Ricky Tuner va devenir livreur sous-traitant pour une grosse boîte qui achemine des colis – vous voyez le genre – commandés sur internet. Il investit dans une camionnette en vendant la voiture familiale – celle que sa femme, aide à domicile, utilisait pour travailler – et mise tout sur ce nouvel Eldorado. Mais naviguer dans ce terrain capitaliste flambant neuf requiert des nerfs d’acier. Le moindre pépin peut coûter cher. La pression, la fatigue vont user Ricky et se répercuter sur la vie de chacun des membres de sa jolie petite famille. Pire, être devenu un forçat du libéralisme ne l’aide pas à gagner le respect de son ado de fiston. Rebelle, certainement nihiliste comme tous les ados un peu durs, Seb multiplie les conneries et veut quitter l’école. À quoi bon si c’est pour finir par travailler toute sa vie comme un con ?

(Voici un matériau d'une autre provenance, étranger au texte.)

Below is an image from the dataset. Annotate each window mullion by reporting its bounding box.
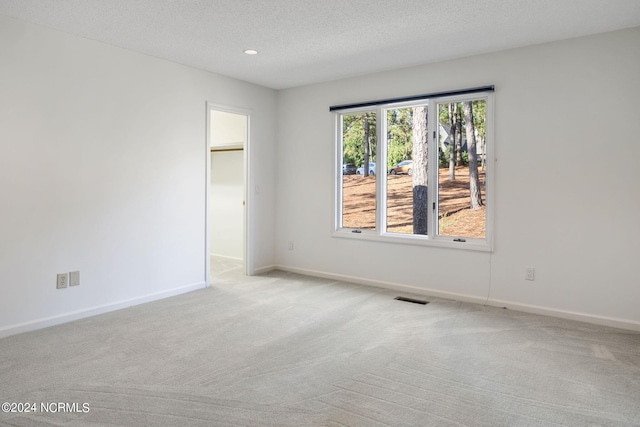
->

Il a fallu un petit quart d’heure pour que SORRY WE MISSED YOU nous attrape. On a trouvé que ça jouait un peu faux – le revers de la quête d’authenticité par les acteurs amateurs – et que c’était beaucoup plus didactique que MOI, DANIEL BLAKE, film plus bonhomme et plus aimable. Il faut un temps d’adaptation, c’est tout, une phase d’immersion pour comprendre que Ken Loach va ronger la tragédie moderne à l’os, mettre ses personnages à l’épreuve de la chienne de vie sans aucune respiration. Plus le film se durcit, plus ses comédiens crèvent le cœur. L’octogénaire énervé va finalement nous cueillir grâce à cette famille bouleversante, qui se dissout puis se ressoude au gré des pépins et des drames. Frisant parfois le pathos mais toujours sauvé par son évidente honnêteté et sa dévorante colère, Ken Loach reste digne mais réaliste. Il n’a aucune réponse, et termine son film en s’interrogeant sur la finalité du travail quand il devient dangereux pour la santé.

De Ken Loach. Avec Kris Hitchen, Debbie Honeywood, Rhys Stone. Grande-Bretagne. 1h40. Prochainement

 

 

 

 

Pub
 
 

Les commentaires sont fermés.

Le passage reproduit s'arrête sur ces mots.